Monitoring items Description
tiflash_coprocessor_request_count The number of coprocessor requests received. batch is the number of batch requests. batch_cop is the number of coprocessor requests in the batch requests. cop is the number of coprocessor requests that are sent directly via the coprocessor interface. cop_dag is the number of dag requests in all coprocessor requests.
tiflash_coprocessor_executor_count The number of each type of dag executors. table_scan is the table scan executor. selection is the selection executor. aggregation is the aggregation executor. top_n is the TopN executor. limit is the limit executor.
tiflash_coprocessor_request_duration_seconds The histogram of the duration of each coprocessor request, in which the duration is from the time that the coprocessor request is received to the time that the response to the request is completed. batch is the duration of batch requests. cop is the duration of coprocessor requests that are sent directly via the coprocessor interface.
tiflash_coprocessor_request_error The number of errors of coprocessor requests. meet_lock means that the read data is locked. region_not_found means that the Region does not exist. epoch_not_match means the read Region epoch is inconsistent with the local epoch. kv_client_error means that the communication with TiKV returns an error. internal_error is the internal system error of TiFlash. other is other type of errors.

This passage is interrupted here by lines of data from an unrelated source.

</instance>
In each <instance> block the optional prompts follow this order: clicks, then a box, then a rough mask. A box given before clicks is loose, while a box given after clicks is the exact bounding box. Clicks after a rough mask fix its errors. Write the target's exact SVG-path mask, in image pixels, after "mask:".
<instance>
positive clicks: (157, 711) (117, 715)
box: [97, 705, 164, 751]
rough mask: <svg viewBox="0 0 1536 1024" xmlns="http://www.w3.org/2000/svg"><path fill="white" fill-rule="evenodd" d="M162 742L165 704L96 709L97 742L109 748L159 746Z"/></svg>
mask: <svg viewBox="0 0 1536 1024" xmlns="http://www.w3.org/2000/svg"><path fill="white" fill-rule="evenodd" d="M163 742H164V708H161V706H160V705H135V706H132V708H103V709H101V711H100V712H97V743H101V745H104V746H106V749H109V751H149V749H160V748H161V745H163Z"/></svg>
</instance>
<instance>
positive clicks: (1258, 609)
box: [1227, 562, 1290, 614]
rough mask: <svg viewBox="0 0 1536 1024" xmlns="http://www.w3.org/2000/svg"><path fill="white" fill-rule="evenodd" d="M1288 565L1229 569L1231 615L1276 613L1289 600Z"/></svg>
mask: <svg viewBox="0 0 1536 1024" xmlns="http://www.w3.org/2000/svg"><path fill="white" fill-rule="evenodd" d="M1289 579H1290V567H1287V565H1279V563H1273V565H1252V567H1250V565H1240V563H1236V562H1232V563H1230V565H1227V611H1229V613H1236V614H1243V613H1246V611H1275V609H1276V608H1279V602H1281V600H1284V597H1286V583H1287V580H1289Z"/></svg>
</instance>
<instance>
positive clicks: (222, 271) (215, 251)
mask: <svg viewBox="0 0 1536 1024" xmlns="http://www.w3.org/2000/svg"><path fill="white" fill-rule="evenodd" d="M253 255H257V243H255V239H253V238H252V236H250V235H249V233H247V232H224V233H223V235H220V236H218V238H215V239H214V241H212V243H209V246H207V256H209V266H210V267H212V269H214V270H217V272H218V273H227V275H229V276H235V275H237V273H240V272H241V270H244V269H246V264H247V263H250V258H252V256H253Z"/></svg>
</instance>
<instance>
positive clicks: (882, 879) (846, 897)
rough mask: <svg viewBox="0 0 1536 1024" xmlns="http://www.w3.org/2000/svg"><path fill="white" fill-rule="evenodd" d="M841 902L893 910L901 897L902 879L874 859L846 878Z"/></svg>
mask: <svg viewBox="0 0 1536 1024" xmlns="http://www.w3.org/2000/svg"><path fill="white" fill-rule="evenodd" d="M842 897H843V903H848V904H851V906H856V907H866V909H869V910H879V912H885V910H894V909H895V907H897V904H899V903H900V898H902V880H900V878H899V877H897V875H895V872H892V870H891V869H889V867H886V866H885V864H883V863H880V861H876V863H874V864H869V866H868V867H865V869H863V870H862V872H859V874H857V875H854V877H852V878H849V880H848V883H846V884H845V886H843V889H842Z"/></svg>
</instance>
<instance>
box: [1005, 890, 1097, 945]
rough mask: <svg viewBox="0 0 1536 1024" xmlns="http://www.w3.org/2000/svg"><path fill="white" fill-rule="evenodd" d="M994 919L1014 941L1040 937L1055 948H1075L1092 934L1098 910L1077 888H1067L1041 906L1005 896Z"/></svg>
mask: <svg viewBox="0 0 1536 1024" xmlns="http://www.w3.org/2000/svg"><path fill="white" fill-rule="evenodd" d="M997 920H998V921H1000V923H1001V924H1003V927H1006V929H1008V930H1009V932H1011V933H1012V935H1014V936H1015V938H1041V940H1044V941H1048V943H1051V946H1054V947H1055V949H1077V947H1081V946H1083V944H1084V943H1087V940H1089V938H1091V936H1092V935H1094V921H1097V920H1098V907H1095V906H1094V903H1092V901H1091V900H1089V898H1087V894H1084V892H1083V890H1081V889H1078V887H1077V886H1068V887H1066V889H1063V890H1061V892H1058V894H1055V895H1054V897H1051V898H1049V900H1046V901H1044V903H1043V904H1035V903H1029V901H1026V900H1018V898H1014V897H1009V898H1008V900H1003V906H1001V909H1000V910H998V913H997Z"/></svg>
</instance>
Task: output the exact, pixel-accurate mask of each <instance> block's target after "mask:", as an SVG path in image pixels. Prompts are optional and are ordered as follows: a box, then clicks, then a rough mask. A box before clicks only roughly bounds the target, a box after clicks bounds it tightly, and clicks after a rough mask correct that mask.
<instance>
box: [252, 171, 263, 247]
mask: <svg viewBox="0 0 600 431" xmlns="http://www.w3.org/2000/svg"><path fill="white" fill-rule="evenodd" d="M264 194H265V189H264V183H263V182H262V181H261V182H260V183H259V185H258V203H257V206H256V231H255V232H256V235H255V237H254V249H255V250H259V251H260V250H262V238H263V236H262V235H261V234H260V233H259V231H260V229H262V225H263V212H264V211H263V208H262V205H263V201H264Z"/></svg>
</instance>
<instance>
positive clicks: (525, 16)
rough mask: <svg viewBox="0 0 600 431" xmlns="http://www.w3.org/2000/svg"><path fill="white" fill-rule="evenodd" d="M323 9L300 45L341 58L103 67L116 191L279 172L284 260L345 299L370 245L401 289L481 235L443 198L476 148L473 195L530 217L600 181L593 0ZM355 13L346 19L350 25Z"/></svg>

tiflash_coprocessor_request_handle_seconds The histogram of the processing time of each coprocessor request, in which the processing time is from starting to execute the coprocessor request to completing the execution. batch is the processing time of batch request. cop is the processing time of coprocessor requests that are sent directly via the coprocessor interface.
tiflash_coprocessor_response_bytes The total bytes of the response.

Monitor DDL operations

Monitoring items Description
tiflash_schema_version The version of the schema currently cached in TiFlash.

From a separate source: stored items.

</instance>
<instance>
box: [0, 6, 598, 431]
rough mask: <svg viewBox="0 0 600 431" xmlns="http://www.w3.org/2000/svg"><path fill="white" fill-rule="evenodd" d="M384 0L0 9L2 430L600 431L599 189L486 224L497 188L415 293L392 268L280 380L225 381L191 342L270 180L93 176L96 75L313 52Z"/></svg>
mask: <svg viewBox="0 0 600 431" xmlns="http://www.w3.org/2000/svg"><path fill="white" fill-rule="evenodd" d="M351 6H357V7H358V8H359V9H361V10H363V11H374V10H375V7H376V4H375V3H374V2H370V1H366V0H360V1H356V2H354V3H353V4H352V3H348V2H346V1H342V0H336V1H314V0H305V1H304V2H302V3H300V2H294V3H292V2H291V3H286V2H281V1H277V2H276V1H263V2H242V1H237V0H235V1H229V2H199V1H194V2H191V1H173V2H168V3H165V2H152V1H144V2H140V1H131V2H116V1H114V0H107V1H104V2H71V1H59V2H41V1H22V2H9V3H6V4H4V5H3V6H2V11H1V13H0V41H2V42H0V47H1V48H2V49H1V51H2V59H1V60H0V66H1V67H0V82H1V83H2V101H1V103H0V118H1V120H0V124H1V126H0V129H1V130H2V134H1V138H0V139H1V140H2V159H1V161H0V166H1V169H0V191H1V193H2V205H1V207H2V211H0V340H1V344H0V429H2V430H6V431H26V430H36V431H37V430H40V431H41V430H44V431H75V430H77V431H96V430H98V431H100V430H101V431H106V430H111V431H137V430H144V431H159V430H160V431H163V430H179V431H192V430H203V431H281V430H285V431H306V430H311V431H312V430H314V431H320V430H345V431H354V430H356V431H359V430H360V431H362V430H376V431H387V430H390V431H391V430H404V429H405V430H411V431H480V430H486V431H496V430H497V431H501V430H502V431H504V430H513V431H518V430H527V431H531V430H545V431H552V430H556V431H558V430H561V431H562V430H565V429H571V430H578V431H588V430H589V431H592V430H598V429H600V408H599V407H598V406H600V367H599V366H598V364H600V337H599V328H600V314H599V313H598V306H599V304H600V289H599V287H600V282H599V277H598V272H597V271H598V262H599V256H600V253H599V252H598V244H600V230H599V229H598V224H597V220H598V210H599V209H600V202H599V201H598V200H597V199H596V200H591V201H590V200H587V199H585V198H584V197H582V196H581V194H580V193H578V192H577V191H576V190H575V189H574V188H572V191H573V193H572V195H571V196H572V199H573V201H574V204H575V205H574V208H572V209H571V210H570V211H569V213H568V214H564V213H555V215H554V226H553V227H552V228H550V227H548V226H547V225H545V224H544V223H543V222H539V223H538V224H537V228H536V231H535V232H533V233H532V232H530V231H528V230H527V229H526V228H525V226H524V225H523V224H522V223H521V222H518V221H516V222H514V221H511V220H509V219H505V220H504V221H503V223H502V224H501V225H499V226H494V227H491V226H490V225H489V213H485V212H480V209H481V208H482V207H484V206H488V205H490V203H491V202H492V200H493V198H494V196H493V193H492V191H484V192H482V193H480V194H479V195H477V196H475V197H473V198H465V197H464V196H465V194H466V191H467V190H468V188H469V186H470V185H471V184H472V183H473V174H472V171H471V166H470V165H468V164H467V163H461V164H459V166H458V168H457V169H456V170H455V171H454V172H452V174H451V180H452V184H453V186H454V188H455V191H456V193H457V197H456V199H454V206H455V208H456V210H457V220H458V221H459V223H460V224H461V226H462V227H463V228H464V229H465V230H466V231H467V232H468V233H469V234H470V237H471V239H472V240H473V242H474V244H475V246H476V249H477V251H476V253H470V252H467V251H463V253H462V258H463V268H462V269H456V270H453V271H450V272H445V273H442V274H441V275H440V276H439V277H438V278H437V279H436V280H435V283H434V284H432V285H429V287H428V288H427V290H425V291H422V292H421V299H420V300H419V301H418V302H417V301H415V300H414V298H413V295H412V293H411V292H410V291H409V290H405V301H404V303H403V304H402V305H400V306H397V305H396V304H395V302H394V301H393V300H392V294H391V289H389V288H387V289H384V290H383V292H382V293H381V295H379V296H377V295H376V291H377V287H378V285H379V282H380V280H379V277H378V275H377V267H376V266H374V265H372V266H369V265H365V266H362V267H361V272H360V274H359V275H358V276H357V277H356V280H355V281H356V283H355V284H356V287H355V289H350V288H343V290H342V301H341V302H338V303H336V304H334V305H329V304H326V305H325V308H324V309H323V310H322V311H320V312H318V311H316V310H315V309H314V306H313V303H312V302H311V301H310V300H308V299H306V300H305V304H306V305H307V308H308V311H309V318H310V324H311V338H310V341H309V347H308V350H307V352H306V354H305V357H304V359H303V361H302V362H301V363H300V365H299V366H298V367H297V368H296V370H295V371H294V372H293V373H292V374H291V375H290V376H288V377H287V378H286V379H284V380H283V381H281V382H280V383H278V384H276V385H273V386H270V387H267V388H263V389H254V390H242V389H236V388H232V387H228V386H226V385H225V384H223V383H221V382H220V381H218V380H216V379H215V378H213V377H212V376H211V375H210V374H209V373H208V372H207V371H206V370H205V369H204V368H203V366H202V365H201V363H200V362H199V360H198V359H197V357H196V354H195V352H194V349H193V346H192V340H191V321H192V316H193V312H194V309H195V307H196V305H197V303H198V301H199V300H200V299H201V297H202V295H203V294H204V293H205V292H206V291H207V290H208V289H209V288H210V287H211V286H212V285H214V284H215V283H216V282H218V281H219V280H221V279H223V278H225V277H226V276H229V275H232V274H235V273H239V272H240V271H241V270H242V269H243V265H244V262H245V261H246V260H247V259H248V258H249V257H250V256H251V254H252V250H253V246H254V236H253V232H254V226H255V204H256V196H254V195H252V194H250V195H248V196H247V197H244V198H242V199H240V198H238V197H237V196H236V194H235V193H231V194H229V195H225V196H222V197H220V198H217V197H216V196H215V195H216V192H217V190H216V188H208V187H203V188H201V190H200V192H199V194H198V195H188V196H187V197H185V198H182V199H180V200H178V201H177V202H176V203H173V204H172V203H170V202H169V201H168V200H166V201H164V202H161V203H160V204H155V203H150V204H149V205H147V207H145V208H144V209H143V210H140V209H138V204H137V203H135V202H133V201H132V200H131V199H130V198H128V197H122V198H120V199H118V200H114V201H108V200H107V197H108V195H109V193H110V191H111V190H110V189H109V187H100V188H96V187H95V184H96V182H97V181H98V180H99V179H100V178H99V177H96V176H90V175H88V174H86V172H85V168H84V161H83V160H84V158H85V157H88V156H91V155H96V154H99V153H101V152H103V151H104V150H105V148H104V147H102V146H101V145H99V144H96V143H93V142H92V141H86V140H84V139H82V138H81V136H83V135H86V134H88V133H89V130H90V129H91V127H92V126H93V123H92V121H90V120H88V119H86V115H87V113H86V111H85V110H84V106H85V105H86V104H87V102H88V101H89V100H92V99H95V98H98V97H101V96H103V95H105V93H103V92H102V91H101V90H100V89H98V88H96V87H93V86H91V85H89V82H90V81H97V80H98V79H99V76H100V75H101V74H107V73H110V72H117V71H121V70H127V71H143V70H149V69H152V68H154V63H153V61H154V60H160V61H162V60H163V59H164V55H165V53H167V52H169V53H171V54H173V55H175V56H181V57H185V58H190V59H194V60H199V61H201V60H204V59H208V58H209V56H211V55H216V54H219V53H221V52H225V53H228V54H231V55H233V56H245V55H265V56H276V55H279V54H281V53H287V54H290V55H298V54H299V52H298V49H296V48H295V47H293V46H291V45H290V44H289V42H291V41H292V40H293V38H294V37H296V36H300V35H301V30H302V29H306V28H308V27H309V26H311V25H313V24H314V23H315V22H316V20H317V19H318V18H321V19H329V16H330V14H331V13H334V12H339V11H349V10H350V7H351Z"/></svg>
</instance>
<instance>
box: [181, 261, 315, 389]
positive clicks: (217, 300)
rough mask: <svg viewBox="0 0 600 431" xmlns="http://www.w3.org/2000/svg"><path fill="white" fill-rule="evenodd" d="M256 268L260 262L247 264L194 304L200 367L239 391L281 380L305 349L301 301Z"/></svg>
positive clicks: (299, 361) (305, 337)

tiflash_schema_apply_count This item includes the count of three types of appy: diff apply, full apply, and failed apply. diff apply is the normal process of a single apply. If diff apply fails, failed apply increases by 1, and TiFlash rolls back to full apply.
tiflash_schema_internal_ddl_count The number of specific DDL operations in TiFlash.

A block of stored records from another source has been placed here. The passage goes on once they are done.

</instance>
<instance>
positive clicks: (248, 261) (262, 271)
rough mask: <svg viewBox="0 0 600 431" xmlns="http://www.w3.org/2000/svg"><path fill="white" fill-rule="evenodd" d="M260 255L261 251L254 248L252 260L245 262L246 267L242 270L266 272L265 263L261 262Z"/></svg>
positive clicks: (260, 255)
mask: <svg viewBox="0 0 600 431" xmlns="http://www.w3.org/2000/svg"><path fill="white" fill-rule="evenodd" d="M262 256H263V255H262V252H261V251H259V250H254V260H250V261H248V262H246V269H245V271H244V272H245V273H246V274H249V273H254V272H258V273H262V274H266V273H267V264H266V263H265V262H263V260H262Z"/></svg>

tiflash_schema_apply_duration_seconds The time used for a single apply schema operation.

Monitor Raft

Monitoring items Description
tiflash_raft_read_index_count The number of times that the coprocessor triggers the read_index request, which equals to the number of Regions triggered by a coprocessor.
tiflash_raft_read_index_duration_seconds The time used by read_index. Most time is used for interaction with Leader and retry.
tiflash_raft_wait_index_duration_seconds The time used by wait_index, namely the time used to wait until local index >= read_index after the read_index request is received.